According to US network security firm FireEye, the recent US-China agreement on commercial cyber espionage has led to an estimated 90% reduction in data breaches in the US emanating from China. Cyber cooperation is possible and can lead to bilateral and global goods.
Death of cyber norms?
The final big development, or rather lack of development, has been at the UN. The Government Group of Experts (GGE) process, established in 2004 to strengthen the security of global information and telecommunications systems, failed to reach a consensus on its latest report on the status of international laws and norms in cyberspace. The main problem has been that there is no definite agreement on the applicability of existing international law to cyber security. This includes issues such as when states might be held responsible for cyber attacks emanating from their territory, or their right to the use of countermeasures in cyber self-defence.
Some analysts have proclaimed this to be “the end of cyber norms”. This betrays a pessimism about UN level governance of the internet that is deeply steeped in overly state-centric views of security and a reluctance to cede any sovereignty to international organisations.

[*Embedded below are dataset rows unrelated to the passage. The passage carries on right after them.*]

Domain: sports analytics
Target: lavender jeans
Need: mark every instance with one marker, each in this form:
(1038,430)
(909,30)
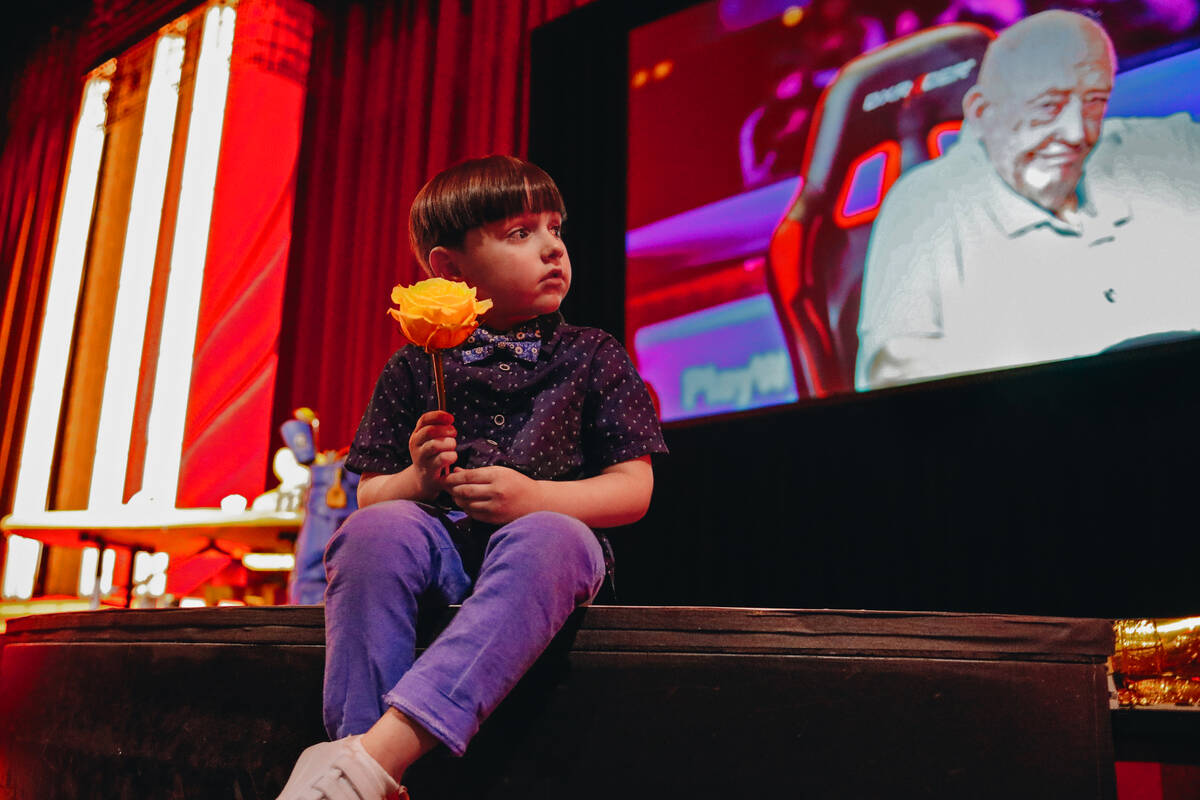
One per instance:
(389,558)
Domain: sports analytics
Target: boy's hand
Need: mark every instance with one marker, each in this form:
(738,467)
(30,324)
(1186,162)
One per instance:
(495,494)
(432,449)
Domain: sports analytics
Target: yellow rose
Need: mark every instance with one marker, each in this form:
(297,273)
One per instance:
(437,313)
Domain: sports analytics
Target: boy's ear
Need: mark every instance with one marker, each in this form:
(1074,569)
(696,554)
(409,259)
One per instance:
(442,264)
(975,104)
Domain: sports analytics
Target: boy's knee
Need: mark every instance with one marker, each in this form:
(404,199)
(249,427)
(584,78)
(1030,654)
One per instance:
(377,535)
(561,543)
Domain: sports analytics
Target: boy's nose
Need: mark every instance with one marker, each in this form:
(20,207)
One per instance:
(553,248)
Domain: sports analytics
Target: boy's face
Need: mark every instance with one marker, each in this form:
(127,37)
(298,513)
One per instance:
(520,264)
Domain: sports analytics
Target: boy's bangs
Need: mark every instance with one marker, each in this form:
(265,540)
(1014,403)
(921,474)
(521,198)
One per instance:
(477,193)
(508,190)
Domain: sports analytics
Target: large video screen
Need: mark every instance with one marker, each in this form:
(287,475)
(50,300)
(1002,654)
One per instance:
(831,197)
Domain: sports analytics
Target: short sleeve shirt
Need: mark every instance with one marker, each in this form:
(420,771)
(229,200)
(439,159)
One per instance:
(577,409)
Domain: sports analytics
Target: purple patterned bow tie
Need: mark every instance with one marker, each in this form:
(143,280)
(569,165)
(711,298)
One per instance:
(522,343)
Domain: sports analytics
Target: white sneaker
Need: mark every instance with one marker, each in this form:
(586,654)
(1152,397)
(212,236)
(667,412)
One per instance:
(340,770)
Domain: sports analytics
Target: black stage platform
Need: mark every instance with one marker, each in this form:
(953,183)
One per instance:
(629,702)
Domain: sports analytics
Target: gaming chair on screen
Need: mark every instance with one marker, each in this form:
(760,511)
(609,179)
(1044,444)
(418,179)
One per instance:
(886,112)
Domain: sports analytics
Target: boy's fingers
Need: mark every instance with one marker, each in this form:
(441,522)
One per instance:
(465,476)
(435,417)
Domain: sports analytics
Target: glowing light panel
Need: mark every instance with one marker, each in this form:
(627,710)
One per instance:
(61,300)
(137,272)
(165,434)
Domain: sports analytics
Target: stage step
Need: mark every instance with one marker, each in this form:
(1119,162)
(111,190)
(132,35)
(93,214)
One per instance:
(628,702)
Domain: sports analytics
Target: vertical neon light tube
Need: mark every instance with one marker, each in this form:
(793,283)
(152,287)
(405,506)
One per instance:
(137,272)
(22,554)
(61,301)
(168,410)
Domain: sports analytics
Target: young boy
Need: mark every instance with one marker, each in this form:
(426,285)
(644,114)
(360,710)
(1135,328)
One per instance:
(491,505)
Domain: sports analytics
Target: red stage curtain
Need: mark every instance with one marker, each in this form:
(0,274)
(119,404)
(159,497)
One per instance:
(396,92)
(41,121)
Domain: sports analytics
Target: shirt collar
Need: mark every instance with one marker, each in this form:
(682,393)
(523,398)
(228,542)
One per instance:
(1017,215)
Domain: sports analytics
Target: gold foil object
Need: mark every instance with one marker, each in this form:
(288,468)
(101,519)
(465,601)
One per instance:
(1157,662)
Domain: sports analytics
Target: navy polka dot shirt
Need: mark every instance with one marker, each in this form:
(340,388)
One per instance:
(579,408)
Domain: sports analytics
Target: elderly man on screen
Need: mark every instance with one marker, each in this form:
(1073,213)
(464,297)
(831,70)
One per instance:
(1047,232)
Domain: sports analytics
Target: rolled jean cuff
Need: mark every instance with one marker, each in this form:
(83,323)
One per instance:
(445,720)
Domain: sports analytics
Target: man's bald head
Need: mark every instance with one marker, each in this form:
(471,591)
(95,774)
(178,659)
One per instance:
(1039,101)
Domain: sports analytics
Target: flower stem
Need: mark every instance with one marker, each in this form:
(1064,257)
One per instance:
(439,379)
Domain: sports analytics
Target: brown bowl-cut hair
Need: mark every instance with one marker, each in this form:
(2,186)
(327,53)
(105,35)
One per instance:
(475,193)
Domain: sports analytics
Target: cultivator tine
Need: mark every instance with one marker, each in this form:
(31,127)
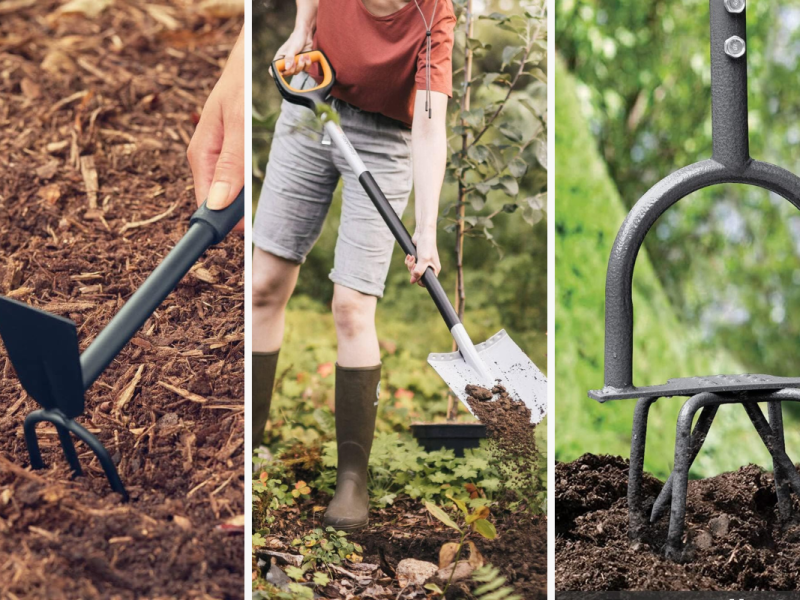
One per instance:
(782,487)
(636,513)
(66,426)
(770,440)
(698,438)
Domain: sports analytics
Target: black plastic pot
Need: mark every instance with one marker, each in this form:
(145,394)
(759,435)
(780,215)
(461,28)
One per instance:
(451,436)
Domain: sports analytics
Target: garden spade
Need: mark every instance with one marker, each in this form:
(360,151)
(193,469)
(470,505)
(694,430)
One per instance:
(498,359)
(43,348)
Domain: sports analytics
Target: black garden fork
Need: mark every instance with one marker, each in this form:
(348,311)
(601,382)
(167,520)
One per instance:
(43,347)
(730,163)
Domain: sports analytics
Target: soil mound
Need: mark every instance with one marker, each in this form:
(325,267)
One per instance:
(735,538)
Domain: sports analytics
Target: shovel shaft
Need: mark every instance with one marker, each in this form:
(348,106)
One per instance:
(432,283)
(207,227)
(144,302)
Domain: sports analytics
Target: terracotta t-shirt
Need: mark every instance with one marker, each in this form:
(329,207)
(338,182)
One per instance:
(380,61)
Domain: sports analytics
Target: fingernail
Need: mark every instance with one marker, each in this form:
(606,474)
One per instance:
(218,196)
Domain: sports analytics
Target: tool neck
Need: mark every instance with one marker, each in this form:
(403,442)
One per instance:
(145,300)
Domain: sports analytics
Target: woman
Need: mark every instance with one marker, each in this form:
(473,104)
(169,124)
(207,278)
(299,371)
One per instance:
(394,76)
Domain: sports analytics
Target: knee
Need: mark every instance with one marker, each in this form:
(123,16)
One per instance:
(353,313)
(268,290)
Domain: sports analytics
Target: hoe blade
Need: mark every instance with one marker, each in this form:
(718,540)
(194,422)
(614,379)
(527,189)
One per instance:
(43,348)
(507,363)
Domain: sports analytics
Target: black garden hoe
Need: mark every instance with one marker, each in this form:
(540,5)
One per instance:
(730,163)
(498,359)
(44,347)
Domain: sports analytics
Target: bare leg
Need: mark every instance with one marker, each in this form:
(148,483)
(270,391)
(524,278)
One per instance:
(354,316)
(274,280)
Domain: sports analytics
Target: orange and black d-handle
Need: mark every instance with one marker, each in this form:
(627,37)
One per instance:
(310,97)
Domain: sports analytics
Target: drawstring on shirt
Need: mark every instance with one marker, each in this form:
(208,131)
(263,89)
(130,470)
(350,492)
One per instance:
(428,26)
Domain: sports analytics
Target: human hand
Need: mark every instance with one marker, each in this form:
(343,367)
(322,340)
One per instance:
(216,152)
(300,41)
(427,256)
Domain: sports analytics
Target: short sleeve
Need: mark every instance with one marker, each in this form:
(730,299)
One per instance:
(442,40)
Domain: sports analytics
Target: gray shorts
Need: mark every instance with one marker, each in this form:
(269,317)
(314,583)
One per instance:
(302,175)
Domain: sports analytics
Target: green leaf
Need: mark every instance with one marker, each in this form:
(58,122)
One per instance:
(509,53)
(510,132)
(295,573)
(479,153)
(442,516)
(459,503)
(518,167)
(485,528)
(509,185)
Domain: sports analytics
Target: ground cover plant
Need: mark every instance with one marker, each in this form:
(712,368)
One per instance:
(98,102)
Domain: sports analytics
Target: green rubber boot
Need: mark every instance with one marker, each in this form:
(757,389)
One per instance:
(357,391)
(264,366)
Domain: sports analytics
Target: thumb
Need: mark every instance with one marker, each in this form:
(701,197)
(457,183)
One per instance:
(228,173)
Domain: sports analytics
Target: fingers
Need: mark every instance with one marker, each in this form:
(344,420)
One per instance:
(204,149)
(228,177)
(417,269)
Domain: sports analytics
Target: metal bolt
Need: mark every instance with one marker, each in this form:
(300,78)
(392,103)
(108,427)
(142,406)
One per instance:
(735,6)
(735,47)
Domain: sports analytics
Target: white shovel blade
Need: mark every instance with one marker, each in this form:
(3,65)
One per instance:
(507,363)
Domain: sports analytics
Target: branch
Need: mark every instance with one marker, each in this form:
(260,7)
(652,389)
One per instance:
(520,71)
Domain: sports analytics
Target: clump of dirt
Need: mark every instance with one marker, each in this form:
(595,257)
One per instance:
(95,117)
(508,424)
(735,539)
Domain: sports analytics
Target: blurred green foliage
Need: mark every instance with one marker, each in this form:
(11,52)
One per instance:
(589,212)
(727,256)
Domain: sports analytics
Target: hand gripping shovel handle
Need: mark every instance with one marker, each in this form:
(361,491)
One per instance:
(207,227)
(400,233)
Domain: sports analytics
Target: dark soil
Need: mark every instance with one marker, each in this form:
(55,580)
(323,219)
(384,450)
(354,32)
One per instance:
(508,425)
(95,117)
(735,538)
(407,530)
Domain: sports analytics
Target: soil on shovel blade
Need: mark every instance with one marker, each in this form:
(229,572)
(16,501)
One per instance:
(508,425)
(95,116)
(736,540)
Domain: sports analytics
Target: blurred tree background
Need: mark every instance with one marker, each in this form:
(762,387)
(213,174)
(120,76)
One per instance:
(715,288)
(504,254)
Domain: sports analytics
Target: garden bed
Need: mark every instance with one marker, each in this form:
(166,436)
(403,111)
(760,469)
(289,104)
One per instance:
(406,530)
(736,540)
(96,112)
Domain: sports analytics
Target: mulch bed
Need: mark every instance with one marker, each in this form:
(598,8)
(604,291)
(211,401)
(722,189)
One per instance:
(407,530)
(95,116)
(736,540)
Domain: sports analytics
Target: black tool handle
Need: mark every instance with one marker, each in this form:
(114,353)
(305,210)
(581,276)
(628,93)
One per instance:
(400,233)
(207,228)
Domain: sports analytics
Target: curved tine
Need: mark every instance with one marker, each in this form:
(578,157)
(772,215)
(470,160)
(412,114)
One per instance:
(680,473)
(637,519)
(31,442)
(698,439)
(770,441)
(782,488)
(69,449)
(102,455)
(667,192)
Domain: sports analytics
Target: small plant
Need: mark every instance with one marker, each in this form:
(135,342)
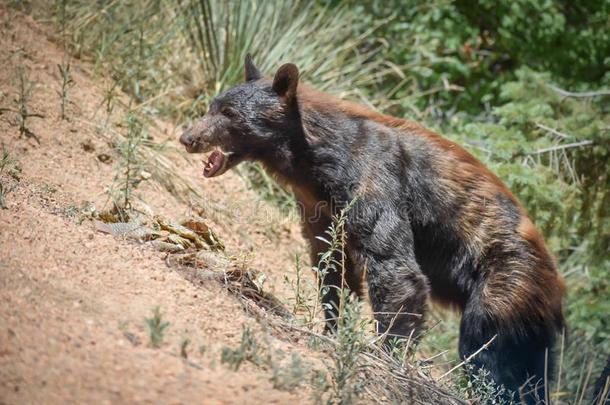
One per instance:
(22,112)
(184,348)
(248,350)
(67,82)
(156,328)
(302,297)
(478,386)
(5,163)
(111,94)
(127,177)
(351,339)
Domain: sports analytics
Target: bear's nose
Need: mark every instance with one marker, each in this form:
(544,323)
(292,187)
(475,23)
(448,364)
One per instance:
(186,138)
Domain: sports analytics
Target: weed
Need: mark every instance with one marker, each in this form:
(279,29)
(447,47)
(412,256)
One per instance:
(301,296)
(66,83)
(49,189)
(156,328)
(477,384)
(127,177)
(111,94)
(351,339)
(333,259)
(26,86)
(5,163)
(183,348)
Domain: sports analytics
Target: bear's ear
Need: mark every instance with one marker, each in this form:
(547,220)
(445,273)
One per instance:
(251,72)
(286,80)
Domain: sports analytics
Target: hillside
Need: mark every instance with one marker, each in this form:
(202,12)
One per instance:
(75,300)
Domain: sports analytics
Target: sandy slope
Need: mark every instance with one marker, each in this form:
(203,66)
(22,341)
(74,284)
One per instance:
(73,301)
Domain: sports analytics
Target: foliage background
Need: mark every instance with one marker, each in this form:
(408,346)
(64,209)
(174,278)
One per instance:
(523,84)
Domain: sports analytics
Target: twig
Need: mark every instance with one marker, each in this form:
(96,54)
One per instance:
(583,94)
(553,131)
(485,346)
(562,147)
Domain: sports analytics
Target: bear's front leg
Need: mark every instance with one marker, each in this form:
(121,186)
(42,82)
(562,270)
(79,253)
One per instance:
(398,292)
(398,289)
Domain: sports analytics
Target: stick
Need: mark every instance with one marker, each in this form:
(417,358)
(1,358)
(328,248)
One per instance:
(469,358)
(583,94)
(562,147)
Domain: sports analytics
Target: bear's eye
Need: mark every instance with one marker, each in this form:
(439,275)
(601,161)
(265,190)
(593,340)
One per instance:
(228,112)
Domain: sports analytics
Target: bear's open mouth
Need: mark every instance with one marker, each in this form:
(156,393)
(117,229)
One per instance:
(217,163)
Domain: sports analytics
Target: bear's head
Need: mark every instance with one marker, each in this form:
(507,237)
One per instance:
(255,120)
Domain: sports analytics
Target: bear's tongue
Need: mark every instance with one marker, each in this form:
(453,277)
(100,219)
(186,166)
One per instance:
(216,162)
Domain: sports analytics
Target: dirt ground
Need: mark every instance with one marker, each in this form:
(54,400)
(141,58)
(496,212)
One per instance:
(73,301)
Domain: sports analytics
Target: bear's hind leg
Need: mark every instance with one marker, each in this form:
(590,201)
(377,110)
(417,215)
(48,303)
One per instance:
(515,360)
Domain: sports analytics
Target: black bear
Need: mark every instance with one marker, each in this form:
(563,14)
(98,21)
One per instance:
(431,220)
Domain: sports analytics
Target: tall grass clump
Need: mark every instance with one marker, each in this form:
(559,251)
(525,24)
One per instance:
(173,57)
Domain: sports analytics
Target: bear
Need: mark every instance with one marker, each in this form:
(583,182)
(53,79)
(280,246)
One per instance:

It is true that norms won’t be built from the top down. But the UN does and should have an important role to play in cyber security as we move into 2018, not least because of its universality and global reach.
The NATO Cooperative Cyber Defence Centre of Excellence (CCDCOE) in Tallinn, Estonia recently launched the Tallinn Manual 2.0, which examines the applicability of international law to cyber attacks that fall below the use of force and occur outside of armed conflict.
These commendable efforts could move forward hand in hand with efforts to build consensus on new laws that more accurately capture the complexity of new information and communications technology. In February 2017, Brad Smith, the head of Microsoft, proposed a digital Geneva Convention that would outlaw cyber attacks on civilian infrastructure.
In all this we must recognise that cyber security is not a binary process. It is not about “ones and zeros”, but rather about a complex spectrum of activity that needs multi-level, multi-stakeholder responses that include international organisations. This is a cyber reality that we should all bear in mind when we try to find solutions to cyber security issues in 2018.